3.6 KiB
Initial Date: 2025-02-06
Status
Proposed
Context
The Harmony Agent requires a persistent connection to the NATS Supercluster to perform Key-Value (KV) operations (Read/Write/Watch).
Service Requirements: The agent must authenticate with sufficient privileges to manage KV buckets and interact with the JetStream API.
Infrastructure: NATS is deployed as a multi-site Supercluster. Authentication must be consistent across sites to allow for agent failover and data replication.

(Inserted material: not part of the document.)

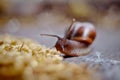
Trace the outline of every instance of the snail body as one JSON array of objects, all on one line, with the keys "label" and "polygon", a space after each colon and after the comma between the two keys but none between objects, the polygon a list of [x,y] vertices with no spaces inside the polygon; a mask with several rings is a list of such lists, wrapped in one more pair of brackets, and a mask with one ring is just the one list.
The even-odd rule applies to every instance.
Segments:
[{"label": "snail body", "polygon": [[55,47],[58,51],[60,51],[61,53],[64,53],[67,56],[80,56],[79,53],[78,52],[75,53],[74,50],[86,47],[86,45],[74,40],[66,39],[64,41],[64,38],[63,38],[56,42]]},{"label": "snail body", "polygon": [[96,37],[96,30],[90,23],[75,22],[73,19],[72,24],[63,38],[50,34],[41,35],[57,37],[58,40],[55,44],[55,48],[66,56],[75,57],[87,55],[89,53],[89,51],[81,53],[81,50],[87,50],[88,46],[92,44]]}]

https://docs.nats.io/running-a-nats-service/configuration/securing_nats/auth_intro
Technical Constraint: In NATS, JetStream functionality is not global by default; it must be explicitly enabled and capped at the Account level to allow KV bucket creation and persistence.
Issues
-
The "System Account" Trap
The Hole: Using the system account for the Harmony Agent.
The Risk: The NATS System Account is for server heartbeat and monitoring. It cannot (and should not) own JetStream KV buckets.
-
Multi-Site Authorization Sync
The Hole: Defining users in local nats.conf files via Helm.
The Risk: If an agent at Site-2 fails over to Site-3, but Site-3’s local configuration doesn't have the testUser credentials, the agent will be locked out during an outage.
-
KV Replication Factor
The Hole: Not specifying the Replicas count for the KV bucket.
The Risk: If you create a KV bucket with the default (1 replica), it only exists at the site where it was created. If that site goes down, the data is lost despite having a Supercluster.
-
Subject-Level Permissions
The Hole: Only granting TEST.* permissions.
The Risk: NATS KV uses internal subjects (e.g., $KV.<bucket_name>.>). Without access to these, the agent will get an "Authorization Violation" even if it's logged in.
Proposed Solution
To enable reliable, secure communication between the Harmony Agent and the NATS Supercluster, we will implement Account-isolated JetStream using NKey Authentication (or mTLS).
- Dedicated Account Architecture
We will move away from the "Global/Default" account. A dedicated HARMONY account will be defined identically across all sites in the Supercluster. This ensures that the metadata for the KV bucket can replicate across the gateways.
System Account: Reserved for NATS internal health and Supercluster routing.
Harmony Account: Dedicated to Harmony Agent data, with JetStream explicitly enabled.
-
Authentication: Use harmony secret store mounted into nats container
Take advantage of currently implemented solution
-
JetStream & KV Configuration
To ensure the KV bucket is available across the Supercluster, the following configuration must be applied:
Replication Factor (R=3): KV buckets will be created with a replication factor of 3 to ensure data persists across Site-1, Site-2, and Site-3.
Permissions: The agent will be granted scoped access to:
$KV.HARMONY.> (Data operations)
$JS.API.CONSUMER.> and $JS.API.STREAM.> (Management operations)
Consequence of Decision
Pros
Resilience: Agents can fail over to any site in the Supercluster and find their credentials and data.
Security: By using a dedicated account, the Harmony Agent cannot see or interfere with NATS system traffic.
Scalability: We can add Site-4 or Site-5 simply by copying the HARMONY account definition.
Cons / Risks
Configuration Drift: If one site's ConfigMap is updated without the others, authentication will fail during a site failover.
Complexity: Requires a "Management" step to ensure the account exists on all NATS instances before the agent attempts to connect.